LOJ2476. 「2018 集训队互测 Day 3」蒜头的奖杯 & LOJ2565. 「SDOI2018」旧试题(莫比乌斯反演)

题目链接

LOJ2476:https://loj.ac/problem/2476

LOJ2565:https://loj.ac/problem/2565

题解

参考照搬wxh 的博客

为了方便,下文用 \((x, y)\) 表示 \({\rm gcd}(x, y)\)

先分析 LOJ2476。

注意到对于任意一个数组 \(a\),第 \(x\) 项的值 \(a_x\) 可以展开写成 \(\sum_\limits{i = 1}^{x} a_i[i = x]\),进一步地,有:

\[\begin{aligned}a_x &= \sum_{i = 1}^{x} a_i [i = x] \\ &= \sum_{i | x}a_i[\frac{x}{i} = 1] \\ &= \sum_{i |x} a_i \sum_{p | \frac{x}{i}} \mu (p) \\ &= \sum_{p |x} \sum_{i | p} a_i \mu(\frac{p}{i}) \\ &= \sum_{p |x} (a * \mu)(p) \end{aligned} \]
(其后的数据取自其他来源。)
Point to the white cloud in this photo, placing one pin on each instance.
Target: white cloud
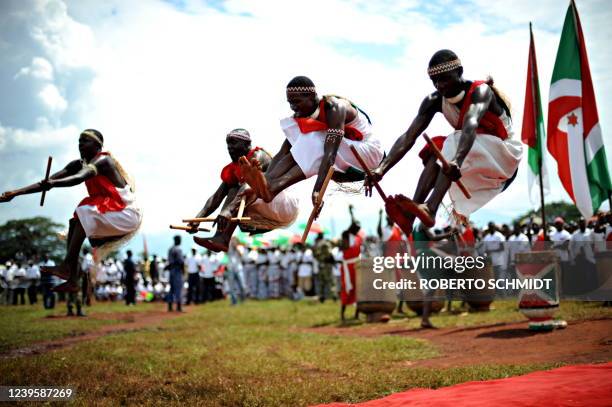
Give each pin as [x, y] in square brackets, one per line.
[67, 42]
[52, 98]
[3, 137]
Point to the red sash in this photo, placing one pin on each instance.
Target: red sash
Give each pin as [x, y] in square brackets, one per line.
[103, 194]
[308, 124]
[489, 124]
[230, 174]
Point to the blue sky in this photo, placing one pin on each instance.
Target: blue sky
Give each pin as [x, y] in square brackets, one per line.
[165, 80]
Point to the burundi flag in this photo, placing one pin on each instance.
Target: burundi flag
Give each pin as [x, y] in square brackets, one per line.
[533, 128]
[574, 135]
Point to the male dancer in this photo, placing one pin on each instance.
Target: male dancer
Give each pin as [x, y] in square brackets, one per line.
[481, 151]
[318, 135]
[108, 216]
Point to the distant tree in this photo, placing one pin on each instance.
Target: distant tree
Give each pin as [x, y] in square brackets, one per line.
[567, 211]
[24, 238]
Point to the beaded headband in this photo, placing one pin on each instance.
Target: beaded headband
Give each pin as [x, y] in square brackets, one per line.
[93, 136]
[301, 89]
[444, 67]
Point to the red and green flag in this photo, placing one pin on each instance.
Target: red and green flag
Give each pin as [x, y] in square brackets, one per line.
[533, 133]
[574, 134]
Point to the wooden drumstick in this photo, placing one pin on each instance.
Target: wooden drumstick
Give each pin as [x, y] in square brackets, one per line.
[212, 219]
[368, 173]
[241, 209]
[445, 165]
[188, 228]
[317, 208]
[42, 196]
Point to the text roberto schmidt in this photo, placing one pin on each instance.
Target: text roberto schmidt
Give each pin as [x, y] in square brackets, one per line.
[458, 264]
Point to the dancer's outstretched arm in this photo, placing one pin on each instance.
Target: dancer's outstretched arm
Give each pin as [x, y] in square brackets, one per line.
[337, 111]
[73, 174]
[429, 107]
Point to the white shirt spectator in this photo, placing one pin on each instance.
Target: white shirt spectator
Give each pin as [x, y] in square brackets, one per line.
[599, 242]
[517, 244]
[306, 267]
[208, 267]
[336, 270]
[558, 239]
[193, 263]
[492, 243]
[87, 263]
[33, 272]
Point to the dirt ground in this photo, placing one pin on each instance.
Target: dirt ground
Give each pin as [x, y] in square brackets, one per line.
[586, 341]
[131, 321]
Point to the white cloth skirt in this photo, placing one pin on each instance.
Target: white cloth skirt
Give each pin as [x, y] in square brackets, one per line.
[281, 212]
[488, 165]
[307, 150]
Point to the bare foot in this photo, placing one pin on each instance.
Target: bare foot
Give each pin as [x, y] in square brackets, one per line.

对于数组 \(a\),不妨设 \(f(a) = a * \mu\),那么原式等于:

\[\begin{aligned}\sum_{k = 1}^n C_k \sum_{i = 1}^n \sum_{j = 1}^n A_iB_j D_{(i, j)} \sum_{p | (i, k)} f(E)(p)\sum_{q | (j, k)}\end{aligned} f(F)(q) \]
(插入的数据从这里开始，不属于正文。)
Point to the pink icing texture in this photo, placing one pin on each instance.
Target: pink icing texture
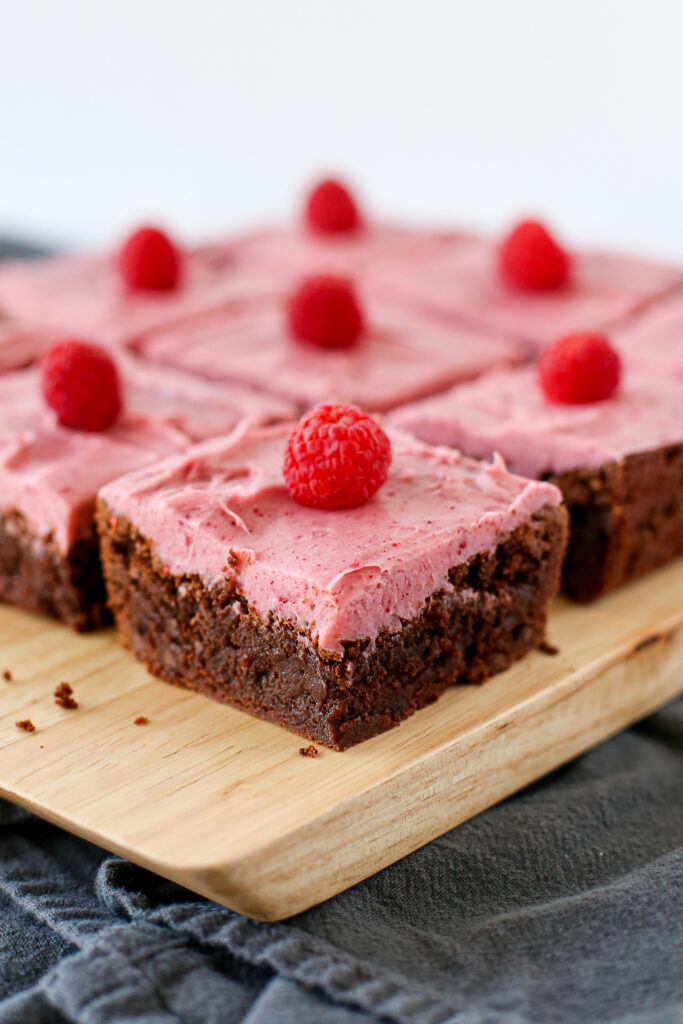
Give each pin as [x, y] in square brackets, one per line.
[652, 342]
[22, 344]
[345, 574]
[298, 251]
[85, 295]
[508, 413]
[402, 356]
[462, 282]
[51, 474]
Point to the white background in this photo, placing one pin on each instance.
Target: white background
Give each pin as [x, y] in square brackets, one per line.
[205, 114]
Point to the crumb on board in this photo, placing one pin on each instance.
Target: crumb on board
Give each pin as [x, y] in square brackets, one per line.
[63, 696]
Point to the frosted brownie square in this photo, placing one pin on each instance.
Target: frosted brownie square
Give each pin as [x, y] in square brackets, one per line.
[619, 464]
[461, 281]
[49, 476]
[336, 625]
[84, 295]
[400, 356]
[652, 341]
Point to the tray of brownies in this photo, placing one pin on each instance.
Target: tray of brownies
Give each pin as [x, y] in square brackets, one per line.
[328, 480]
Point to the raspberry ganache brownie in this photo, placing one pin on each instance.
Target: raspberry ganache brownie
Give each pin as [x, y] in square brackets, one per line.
[527, 287]
[329, 578]
[652, 341]
[115, 297]
[334, 236]
[324, 344]
[619, 461]
[20, 344]
[50, 473]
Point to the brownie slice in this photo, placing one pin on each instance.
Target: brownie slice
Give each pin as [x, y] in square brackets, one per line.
[209, 640]
[619, 464]
[49, 475]
[336, 625]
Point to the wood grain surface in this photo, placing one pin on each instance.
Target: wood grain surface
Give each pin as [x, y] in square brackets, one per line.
[225, 805]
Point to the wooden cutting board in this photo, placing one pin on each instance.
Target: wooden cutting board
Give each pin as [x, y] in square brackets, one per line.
[224, 804]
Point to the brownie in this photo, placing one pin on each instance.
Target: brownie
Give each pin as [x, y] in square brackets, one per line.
[626, 519]
[208, 638]
[36, 576]
[619, 464]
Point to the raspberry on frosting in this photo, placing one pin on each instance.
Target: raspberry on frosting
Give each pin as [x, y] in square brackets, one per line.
[331, 209]
[150, 260]
[81, 384]
[336, 458]
[325, 311]
[580, 368]
[530, 259]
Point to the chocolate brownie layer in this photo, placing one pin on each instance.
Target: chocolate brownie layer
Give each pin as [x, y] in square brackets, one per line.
[209, 640]
[626, 518]
[36, 576]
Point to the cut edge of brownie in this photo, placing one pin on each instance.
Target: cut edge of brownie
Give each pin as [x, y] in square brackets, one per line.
[36, 576]
[208, 639]
[626, 518]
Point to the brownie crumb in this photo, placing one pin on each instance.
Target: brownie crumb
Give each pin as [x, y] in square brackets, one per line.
[62, 696]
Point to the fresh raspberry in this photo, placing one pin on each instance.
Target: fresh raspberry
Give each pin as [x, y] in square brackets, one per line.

\(g(a)(x) = \sum_\limits{x | i}a_i\),原式等于:

\[\begin{aligned}&\sum_{{\rm lcm}(p, q) \leq n} f(E)(p) \times f(F)(q) \times g(C)({\rm lcm}(p, q)) \sum_{ip \leq n}A_{ip} \sum_{jq \leq n}B_{jq} D_{(ip, jq)} \\ =& \sum_{d = 1}^n \sum_{xy \leq \left\lfloor\frac{n}{d}\right\rfloor, (x, y) = 1} f(E)(xd) \times f(F)(yd) \times g(C)(xyd)\sum_{ix \leq \left\lfloor\frac{n}{d}\right\rfloor} \sum_{jy \leq \left\lfloor\frac{n}{d}\right\rfloor} A_{ixd} B_{jyd} D_{d \times (ix, jy)}\end{aligned} \]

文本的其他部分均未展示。